Shane: this is intertwined with healthcare. The money is starting to follow the value of the food system changing. This industrialized, monoculture food system has only been around about 50 years. Like smoking, when something gets dangerous we begin to course-correct. We might see meat and sugar treated similarly to smoking in the near future. We see celebrities talking about the benefits of plant-based for the land and performance. James Cameron is now co-producing a movie called Game Changes about athletes and veganism, Serena Williams is talking about it for her performance. Maintaining the genuine whole food nutrition is really the key as we inevitably move to a plant-powered future.
What is next for you, at Health Warrior and at Power Plant Ventures?

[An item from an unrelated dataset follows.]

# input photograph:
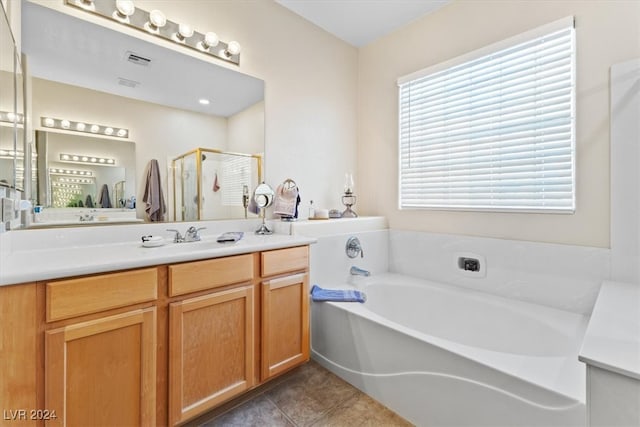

Shane: In the bar category, there are no other bars with nationwide distribution who have a superfood as first ingredient. We eventually want to be able to transcend the retail shelf as Nike and Patagonia do. Movement is something of lifestyle, so we are working with emerging fitness and wellness brands as well as SoulCycle and Barry’s so we can really connect with our customer outside of traditional brick and mortar locations.
I wanted to stay that we would be running a plant-powered ad at the NFL. But in 10 years the women’s national team will be bigger and that is where we will be running ads. When you are starting a company and read about starting one, you have to work like a crazy lunatic for five to eight years and you can’t do anything else. At some point, I look forward to writing a book about the food industry.
Dan: We are investors in Thrive Market and they’ve let us know that plant-based is one of their highest searched terms. Power Plant will invest a billion dollars in plant-based food companies. I’m looking forward to an upcoming Spartan race with my three year old son.